我ら星の子
家から診療所までの通勤中私は本を読んでいることが多いが、ここ数日久しぶりに熱中して読める本に出会った。本の題名は「宇宙への秘密の鍵」。理論宇宙物理学者のスティーブン・ホーキング博士が娘さんのルーシーさんと共に書いた子供向けの科学冒険小説である。子供にと思って購入したが、私の方が夢中になって先に読んでしまった。
この中に「我ら星の子」という一節が出てくる。

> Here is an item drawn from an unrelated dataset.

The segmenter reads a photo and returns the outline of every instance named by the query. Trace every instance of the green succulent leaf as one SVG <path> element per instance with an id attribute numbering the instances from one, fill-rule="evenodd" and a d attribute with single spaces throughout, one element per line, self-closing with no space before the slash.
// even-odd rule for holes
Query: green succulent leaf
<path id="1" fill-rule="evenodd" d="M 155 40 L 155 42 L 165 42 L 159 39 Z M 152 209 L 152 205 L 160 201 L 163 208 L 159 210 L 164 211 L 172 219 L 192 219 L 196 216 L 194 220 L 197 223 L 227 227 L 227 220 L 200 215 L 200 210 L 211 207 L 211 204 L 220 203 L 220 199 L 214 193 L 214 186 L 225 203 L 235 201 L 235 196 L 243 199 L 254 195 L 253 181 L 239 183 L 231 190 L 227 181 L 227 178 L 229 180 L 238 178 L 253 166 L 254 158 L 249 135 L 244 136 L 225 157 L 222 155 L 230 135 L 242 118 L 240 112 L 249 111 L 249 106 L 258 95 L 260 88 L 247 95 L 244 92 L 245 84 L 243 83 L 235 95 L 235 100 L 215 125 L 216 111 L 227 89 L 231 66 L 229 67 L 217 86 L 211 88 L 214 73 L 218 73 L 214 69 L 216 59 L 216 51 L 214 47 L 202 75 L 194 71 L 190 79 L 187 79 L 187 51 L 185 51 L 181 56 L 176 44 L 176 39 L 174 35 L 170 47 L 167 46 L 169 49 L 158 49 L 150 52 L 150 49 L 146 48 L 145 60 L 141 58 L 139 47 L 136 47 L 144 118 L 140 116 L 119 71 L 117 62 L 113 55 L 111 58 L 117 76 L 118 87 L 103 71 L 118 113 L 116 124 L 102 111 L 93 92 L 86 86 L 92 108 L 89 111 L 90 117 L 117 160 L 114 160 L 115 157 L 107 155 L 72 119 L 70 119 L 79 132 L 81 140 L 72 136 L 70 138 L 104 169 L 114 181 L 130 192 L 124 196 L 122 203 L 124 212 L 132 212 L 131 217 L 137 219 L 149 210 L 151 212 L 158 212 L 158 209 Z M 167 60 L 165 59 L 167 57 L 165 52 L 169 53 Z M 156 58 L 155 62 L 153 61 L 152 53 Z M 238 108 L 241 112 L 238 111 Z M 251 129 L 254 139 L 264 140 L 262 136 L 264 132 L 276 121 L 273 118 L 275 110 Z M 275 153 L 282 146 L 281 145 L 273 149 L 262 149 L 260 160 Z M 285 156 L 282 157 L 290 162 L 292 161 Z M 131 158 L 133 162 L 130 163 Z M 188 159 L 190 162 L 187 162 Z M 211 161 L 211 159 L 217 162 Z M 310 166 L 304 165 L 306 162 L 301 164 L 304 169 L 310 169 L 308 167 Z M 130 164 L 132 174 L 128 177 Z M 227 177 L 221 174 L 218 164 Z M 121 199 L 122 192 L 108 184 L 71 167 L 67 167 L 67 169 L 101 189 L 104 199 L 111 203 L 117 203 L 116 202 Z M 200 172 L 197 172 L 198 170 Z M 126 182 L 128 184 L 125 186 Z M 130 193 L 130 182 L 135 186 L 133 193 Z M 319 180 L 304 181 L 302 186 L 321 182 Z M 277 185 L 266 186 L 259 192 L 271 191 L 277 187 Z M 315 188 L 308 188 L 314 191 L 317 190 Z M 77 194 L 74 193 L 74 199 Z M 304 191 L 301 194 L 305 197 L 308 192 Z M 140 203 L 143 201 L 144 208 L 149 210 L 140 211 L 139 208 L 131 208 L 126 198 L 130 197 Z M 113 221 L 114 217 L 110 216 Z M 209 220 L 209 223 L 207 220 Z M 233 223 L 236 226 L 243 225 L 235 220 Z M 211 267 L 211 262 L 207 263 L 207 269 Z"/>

このことが真実であることを、私は20年前にブルーバックスの「なぜ地球は人の住める星になったか?」という本で初めて知った。
ウルトラQなどでは、地球上には存在しない物質チルソナイトなんていう物質が登場したりしていたので、それまでの私はきっと宇宙には私たちの知らない物質がたくさんあるのだろうなどと勝手に想像していた。
しかし宇宙物理学によると、宇宙に存在する物質は全て太陽などの恒星の内部で作られたものであるらしい。すなわち恒星は水素で出来た巨大な核融合炉であり、その内部では水素からヘリウム、ヘリウムからリチウム、リチウムからベリリウムと次々と大きな元素が作られ、この反応は鉄まで至る。恒星の内部には鉄のコアができあがっていく。鉄以上の大きな元素は、超新星爆発の時に生成されるらしい。
我々の体を作っている炭素や窒素、酸素、リンなどの原子はまさしく、はるか大昔に恒星の内部で作られたものなのである。我らはまさしく星の子といえるだろう。